En su desaparición debieron tener su influencia las críticas por parte de las autoridades clericales y las civiles, que no veían con buenos ojos la actuación de aquellos pastores asilvestrados. En la cercana población de Arenas de Iguña [donde se perdió para siempre la Vijanera] se recoge su prohibición en las ordenanzas locales de principio del XX: «…se prohíbe terminantemente lo que en los pueblos de este distrito se llama Viejenera con pellejos y campanos, por parecer impropio de un país culto y los perjuicios que se ocasionan al vecindario y en mayor escala a los transeúntes. Los contraventores incurrirán en la multa de una a dos pesetas, sin perjuicio de lo que proceda por la inobediencia».

Sin embargo, tan sólo medio siglo atrás, no parecía en absoluto turbar a las autoridades: «Se dio a los mozos de La Vijanera diez y siete reales por media cantara de vino blanco» (acuerdo del concejo de La Serna de Iguña, 1853). La Iglesia, por el contrario, siempre fue beligerante con esta costumbre: «…unos feos mascarones semejantes y aún más ridículos bichos que los que se visten de disfraces por Carnestolendas […] Los bichos más ridículos que los que se visten de disfraces por Carnestolendas deben corresponder a los del 1 de enero cuya tradición se mantuvo viva durante la Edad Media, según acabamos de ver…» dictaminó nada menos que la Inquisición en 1786.

En la actualidad es una celebración con fuerza, bien organizada y que atrae anualmente a infinidad de curiosos. El otro día tomaron parte unos 170 participantes que adoptan las formas de diversos, innumerables y complejos personajes, cada uno con su función. Todas las figuras —también las femeninas— están reservadas a los hombres que no dudarán en ataviarse para parecer lo más femeninos posible. Esta característica no debe interpretarse como fruto de una supremacía social masculina sino algo más profundo ya que, por lo general, en todo ritual de fecundidad, de incitación a la activación de la naturaleza, etc. corresponde a lo masculino, por considerarse la naturaleza, con su flora y fauna, femenina.
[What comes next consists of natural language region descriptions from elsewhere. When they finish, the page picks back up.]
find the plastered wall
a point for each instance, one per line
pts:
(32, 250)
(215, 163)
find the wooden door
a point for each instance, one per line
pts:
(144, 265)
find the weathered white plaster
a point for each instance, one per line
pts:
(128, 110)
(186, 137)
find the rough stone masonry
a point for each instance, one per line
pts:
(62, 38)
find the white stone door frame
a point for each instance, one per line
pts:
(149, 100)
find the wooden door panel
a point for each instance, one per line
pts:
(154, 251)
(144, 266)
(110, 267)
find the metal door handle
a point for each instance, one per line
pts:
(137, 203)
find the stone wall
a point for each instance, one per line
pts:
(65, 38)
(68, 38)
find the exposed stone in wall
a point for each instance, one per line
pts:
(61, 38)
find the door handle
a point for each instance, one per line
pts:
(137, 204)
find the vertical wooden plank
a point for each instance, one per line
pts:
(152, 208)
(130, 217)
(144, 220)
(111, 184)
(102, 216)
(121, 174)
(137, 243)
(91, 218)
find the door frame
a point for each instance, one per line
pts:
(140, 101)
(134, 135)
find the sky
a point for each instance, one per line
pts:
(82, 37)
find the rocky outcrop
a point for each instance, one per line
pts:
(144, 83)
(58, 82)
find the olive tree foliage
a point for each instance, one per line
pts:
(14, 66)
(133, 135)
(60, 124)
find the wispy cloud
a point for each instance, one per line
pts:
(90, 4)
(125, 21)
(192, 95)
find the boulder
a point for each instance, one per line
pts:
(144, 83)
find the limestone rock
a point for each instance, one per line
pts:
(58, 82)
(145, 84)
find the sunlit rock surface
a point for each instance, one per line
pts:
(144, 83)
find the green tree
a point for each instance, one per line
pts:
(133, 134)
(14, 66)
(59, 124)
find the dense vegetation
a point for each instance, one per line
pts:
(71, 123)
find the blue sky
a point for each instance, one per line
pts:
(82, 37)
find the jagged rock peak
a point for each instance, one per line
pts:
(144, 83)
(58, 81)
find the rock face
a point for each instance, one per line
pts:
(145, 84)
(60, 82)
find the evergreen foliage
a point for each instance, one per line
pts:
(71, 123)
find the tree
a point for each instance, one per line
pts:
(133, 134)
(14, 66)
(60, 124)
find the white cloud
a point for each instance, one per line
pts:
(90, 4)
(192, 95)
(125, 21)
En este mismo diario Deia, hemos leído interpretaciones diferentes al respecto (Juan Antonio Urbeltz: Carnaval de langostas), respetables, pero que, ante la presencia de ciertos elementos nos invitan a pensar en la interpretación clásica del despertar de la naturaleza.

Antiguamente la Vijanera se celebraba el último o primer día del año. Con ello entroncamos con aquellas costumbres que ya se amonestaban así: «No se permite hacer el becerro ni el ciervo el día 1 de enero, ni celebrar costumbres diabólicas».
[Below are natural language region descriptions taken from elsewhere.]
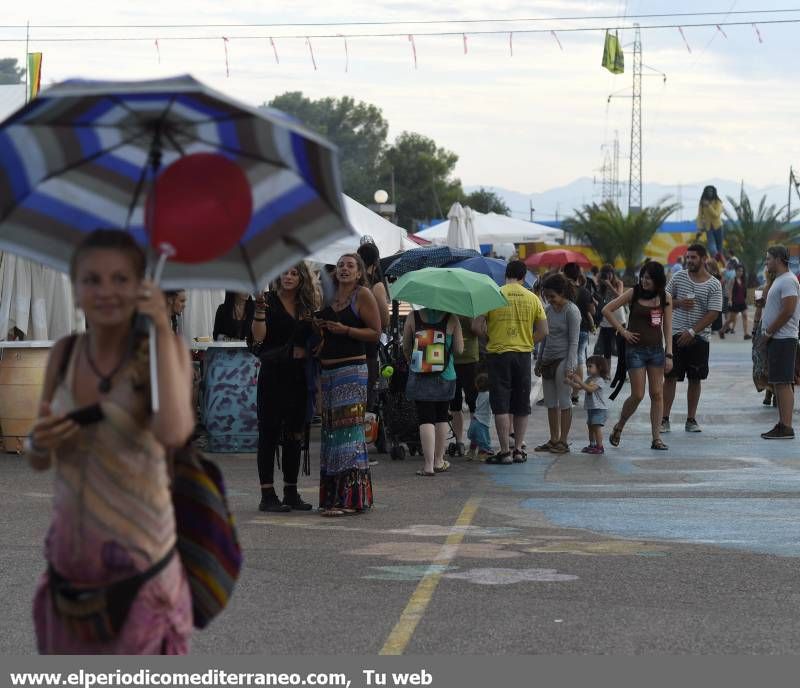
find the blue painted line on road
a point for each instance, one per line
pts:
(753, 525)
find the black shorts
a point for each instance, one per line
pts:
(465, 387)
(510, 383)
(689, 361)
(780, 361)
(433, 412)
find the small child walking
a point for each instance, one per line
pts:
(594, 401)
(480, 443)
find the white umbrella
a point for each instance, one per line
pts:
(457, 236)
(469, 221)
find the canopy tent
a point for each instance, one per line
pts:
(491, 228)
(389, 238)
(36, 300)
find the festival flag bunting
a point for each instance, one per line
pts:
(613, 58)
(683, 35)
(34, 74)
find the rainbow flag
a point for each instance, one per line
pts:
(34, 74)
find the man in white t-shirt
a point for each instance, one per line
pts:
(779, 323)
(696, 302)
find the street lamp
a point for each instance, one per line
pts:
(385, 209)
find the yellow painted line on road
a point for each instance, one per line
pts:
(404, 629)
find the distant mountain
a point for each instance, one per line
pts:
(559, 202)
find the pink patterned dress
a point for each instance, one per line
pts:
(113, 518)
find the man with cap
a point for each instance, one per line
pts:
(780, 321)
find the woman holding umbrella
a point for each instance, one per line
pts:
(347, 324)
(430, 339)
(114, 584)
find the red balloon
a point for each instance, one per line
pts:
(203, 206)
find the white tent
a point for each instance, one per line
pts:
(36, 300)
(491, 228)
(389, 238)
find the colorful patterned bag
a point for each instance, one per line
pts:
(207, 540)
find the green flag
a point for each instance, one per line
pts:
(613, 59)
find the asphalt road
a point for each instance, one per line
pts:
(688, 551)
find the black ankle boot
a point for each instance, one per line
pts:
(292, 499)
(270, 501)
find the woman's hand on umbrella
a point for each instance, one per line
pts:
(153, 304)
(630, 337)
(335, 327)
(50, 432)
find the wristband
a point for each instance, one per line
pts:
(30, 447)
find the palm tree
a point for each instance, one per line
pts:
(751, 232)
(612, 233)
(635, 230)
(585, 225)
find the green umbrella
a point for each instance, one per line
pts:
(453, 290)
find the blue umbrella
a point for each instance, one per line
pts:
(428, 257)
(494, 267)
(83, 154)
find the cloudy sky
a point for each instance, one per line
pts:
(528, 122)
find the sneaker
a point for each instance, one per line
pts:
(691, 425)
(779, 432)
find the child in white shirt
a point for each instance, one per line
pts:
(595, 401)
(480, 443)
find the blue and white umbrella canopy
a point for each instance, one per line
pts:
(77, 158)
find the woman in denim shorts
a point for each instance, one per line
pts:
(648, 332)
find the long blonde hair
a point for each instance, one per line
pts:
(307, 295)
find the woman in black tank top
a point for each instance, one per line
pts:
(648, 334)
(346, 325)
(281, 331)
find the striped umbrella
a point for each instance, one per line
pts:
(83, 155)
(428, 257)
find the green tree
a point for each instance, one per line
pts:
(613, 233)
(9, 72)
(358, 129)
(422, 173)
(751, 231)
(485, 201)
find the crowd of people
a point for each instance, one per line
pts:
(113, 529)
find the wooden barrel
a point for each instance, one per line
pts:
(21, 379)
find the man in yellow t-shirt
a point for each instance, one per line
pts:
(512, 330)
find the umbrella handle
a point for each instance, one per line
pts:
(166, 251)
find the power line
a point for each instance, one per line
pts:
(484, 32)
(401, 22)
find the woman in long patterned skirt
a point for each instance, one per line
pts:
(347, 324)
También me parecieron a mí diabólicas las dos interminables horas de espera apostado junto a una alambrada. Pero, por fin, irrumpieron montaña abajo unos extraños personajes que simulaban ser animales, árboles… No dudaron en pelearse y revolcarse entre los prados totalmente encharcados, frente a nuestra atónita mirada. En teoría se escenifica el apresamiento del oso, la representación de la maldad. La irrupción del temido plantígrado da inicio a la fiesta y, tras pasear encadenado por todos los escenarios de la mascarada popular, será ejecutado. Es este violento hecho el que pone punto y final a los actos de la Vijanera, por entenderse que el bien ha subyugado y vencido al mal.

Todos los personajes parecían agitados y enardecidos por el rítmico e incesante sonido de los zarramacos , los personajes más notables de la fiesta, provistos de grandes zumbas (‘campanos’) bien sujetas a sus espalderas de piel de oveja. También las pocas horas de sueño –si las hubiese– ayudarían a hacer volar a ese personaje, lejos de la persona que lo porta, como si se tratase de un desdoblamiento de personalidad.
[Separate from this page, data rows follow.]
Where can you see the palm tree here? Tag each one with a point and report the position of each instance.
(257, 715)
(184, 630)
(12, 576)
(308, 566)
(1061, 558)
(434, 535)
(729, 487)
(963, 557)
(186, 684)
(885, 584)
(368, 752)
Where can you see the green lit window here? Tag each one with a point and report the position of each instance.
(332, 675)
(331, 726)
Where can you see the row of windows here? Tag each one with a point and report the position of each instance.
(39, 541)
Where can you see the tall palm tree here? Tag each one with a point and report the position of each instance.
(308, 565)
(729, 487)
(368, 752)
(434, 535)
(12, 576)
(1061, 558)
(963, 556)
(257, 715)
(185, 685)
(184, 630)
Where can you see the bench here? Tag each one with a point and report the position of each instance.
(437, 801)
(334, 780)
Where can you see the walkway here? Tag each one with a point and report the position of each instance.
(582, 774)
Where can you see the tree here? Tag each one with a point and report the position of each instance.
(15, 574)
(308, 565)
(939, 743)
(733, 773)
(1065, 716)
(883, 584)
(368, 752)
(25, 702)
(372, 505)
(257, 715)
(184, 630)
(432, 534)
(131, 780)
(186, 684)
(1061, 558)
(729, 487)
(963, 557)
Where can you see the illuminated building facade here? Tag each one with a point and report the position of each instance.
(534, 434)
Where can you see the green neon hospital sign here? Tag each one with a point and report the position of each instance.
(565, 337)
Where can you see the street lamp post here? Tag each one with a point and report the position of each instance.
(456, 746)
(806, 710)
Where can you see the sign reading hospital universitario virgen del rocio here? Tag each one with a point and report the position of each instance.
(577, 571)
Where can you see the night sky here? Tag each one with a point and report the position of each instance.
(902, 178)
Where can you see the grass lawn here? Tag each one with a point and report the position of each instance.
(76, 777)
Estremece el pensar que restos fosilizados de estos carnavales existen por toda Europa, guardando grandes similitudes entre sí, lo que nos habla de su arcaísmo. O referencias tan antiquísimas como las de San Agustín (354 – 430) sobre las fiestas de inicio del año y que nos asoman a la vertiginosa negrura de los tiempos: «¿Hay locura mayor que la de cambiar, con un vestido deshonroso, el sexo viril para adoptar la figura de una mujer? […] ¿Mayor que vestirse con una piel de animal, semejarse a la cabra o al ciervo, de forma que el hombre, creado a imagen y semejanza de Dios, se parezca al demonio?».

Al margen de estos personajes que descienden de las montañas, otros flanqueados por sus correspondientes zarramacos hacen enloquecer mientras tanto el casco urbano, esperando juntarse con aquellos que poco a poco descienden de las empinadas laderas, para fundirse en un solo grupo hasta el final de la fiesta.

Una vez reunidos, todo se transmuta en locura y nada tiene sentido aparente. Como imbuidos por el infernal sonido de los cencerros, los zarramacos parecen entrar en una especie de trance en el que se mezclan la agitación convulsiva de sus cuerpos con la extenuación física, lo diabólico con lo humano. La lluvia incesante añadía más vistosidad al acto, empapados y con chorros de agua que limpiaban su negra tez según se deslizaban por el rostro.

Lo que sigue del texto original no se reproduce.